Corrie now tries to get used to this “current reality” and is surprised to discover that she is capable of shaping another reality. If Ritchie doesn’t’ know that Sadie is dead he will “just expect things to go on as usual.” Corrie thinks she could say something that would destroy them, but she does not have to. She knows that what she and Ritchie have had—what they still have—demands payment” and that she is the one who can “afford to pay.”

The last paragraph of the story, after this realization is:

“When she goes down to the kitchen again she goes gingerly, making everything fit into its proper place.”

This seems to me a wonderfully self-reflexive ending to a story in which, indeed, as is appropriate for the short story form, everything does fit in its proper place.

If this were an actual real-life situation, or a novel about a real-life situation, then we might ask the following questions:

“Why does Corrie put up with Ritchie for all these years? What kind of experience do they have together? Why doesn’t Corrie find herself a good man? Why is Ritchie such a son-of-a-bitch?” But the story is not about such issues. Corrie is not a real person; she is a paradigm of a woman having an affair. The story is about the affair as a universal, classic phenomenon. Ritchie is not a real person; we know very little about him, about what he thinks. He is a paradigmatic married man having an affair.

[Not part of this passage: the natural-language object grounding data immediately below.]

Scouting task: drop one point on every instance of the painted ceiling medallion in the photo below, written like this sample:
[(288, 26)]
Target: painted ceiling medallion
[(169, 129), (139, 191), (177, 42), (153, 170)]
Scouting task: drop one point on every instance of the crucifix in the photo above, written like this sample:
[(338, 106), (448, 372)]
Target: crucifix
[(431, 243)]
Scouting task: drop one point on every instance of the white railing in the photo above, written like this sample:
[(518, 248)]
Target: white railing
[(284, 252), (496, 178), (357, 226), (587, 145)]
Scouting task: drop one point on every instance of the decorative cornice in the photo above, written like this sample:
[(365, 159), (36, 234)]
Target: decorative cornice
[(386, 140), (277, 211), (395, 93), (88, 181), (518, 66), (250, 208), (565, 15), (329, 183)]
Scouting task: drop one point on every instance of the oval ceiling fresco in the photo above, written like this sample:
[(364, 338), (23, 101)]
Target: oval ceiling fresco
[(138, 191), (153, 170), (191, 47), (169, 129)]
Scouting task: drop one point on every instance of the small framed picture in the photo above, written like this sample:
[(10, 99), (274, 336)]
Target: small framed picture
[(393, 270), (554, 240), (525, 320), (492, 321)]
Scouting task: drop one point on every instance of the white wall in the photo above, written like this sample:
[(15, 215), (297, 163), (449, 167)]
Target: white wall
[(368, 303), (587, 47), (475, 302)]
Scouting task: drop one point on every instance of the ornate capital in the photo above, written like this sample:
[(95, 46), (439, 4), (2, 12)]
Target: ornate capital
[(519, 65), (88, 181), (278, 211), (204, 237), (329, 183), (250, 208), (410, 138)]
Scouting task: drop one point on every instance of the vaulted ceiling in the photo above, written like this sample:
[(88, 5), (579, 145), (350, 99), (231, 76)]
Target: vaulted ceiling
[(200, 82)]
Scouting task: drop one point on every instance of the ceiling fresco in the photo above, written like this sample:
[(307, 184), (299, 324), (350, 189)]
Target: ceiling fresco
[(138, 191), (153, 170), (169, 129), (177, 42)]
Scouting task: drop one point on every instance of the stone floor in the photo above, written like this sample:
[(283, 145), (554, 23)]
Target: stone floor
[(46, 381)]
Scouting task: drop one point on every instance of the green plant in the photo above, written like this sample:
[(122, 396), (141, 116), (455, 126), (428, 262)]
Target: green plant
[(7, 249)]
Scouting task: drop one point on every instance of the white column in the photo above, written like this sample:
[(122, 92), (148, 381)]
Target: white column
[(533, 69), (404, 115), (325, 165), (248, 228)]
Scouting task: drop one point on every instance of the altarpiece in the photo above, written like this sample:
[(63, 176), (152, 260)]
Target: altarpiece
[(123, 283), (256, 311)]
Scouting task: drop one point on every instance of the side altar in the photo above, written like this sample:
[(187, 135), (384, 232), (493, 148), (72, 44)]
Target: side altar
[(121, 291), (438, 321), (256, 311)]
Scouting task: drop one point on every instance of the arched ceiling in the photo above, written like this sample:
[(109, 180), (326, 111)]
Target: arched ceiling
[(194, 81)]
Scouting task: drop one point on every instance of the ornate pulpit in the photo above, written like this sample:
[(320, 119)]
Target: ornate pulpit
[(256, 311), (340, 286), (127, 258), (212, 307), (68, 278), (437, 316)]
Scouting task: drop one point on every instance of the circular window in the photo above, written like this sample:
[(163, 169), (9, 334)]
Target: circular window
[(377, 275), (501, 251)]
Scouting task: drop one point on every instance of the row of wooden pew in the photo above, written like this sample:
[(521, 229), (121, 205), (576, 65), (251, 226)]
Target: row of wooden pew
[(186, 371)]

And what paradigmatically characterizes an affair?
Well, for one thing, the “other woman” must be an object of desire to the man, but not necessarily an object of desire to all men. That’s why Corrie is both rich and crippled. She has something Ritchie wants, but is flawed by something that other men may not want. And what is Corrie like? We know nothing about her except that she does not take things too seriously—thus often on the verge of laughing—and that she accepts her responsibility in the affair to the extent that she is willing to pay for it. And what kind of life does Ritchie have? All we know is that it is a life with his family. We do not see Corrie crying about being left alone when he spends time with his family. For after all, this is what she has bought into. What is her life like during these years of the affair? We know nothing particular about it. We just know it is static, frozen in space—like an artifact in the museum or a book in a library, or the furniture in the window of the furniture store.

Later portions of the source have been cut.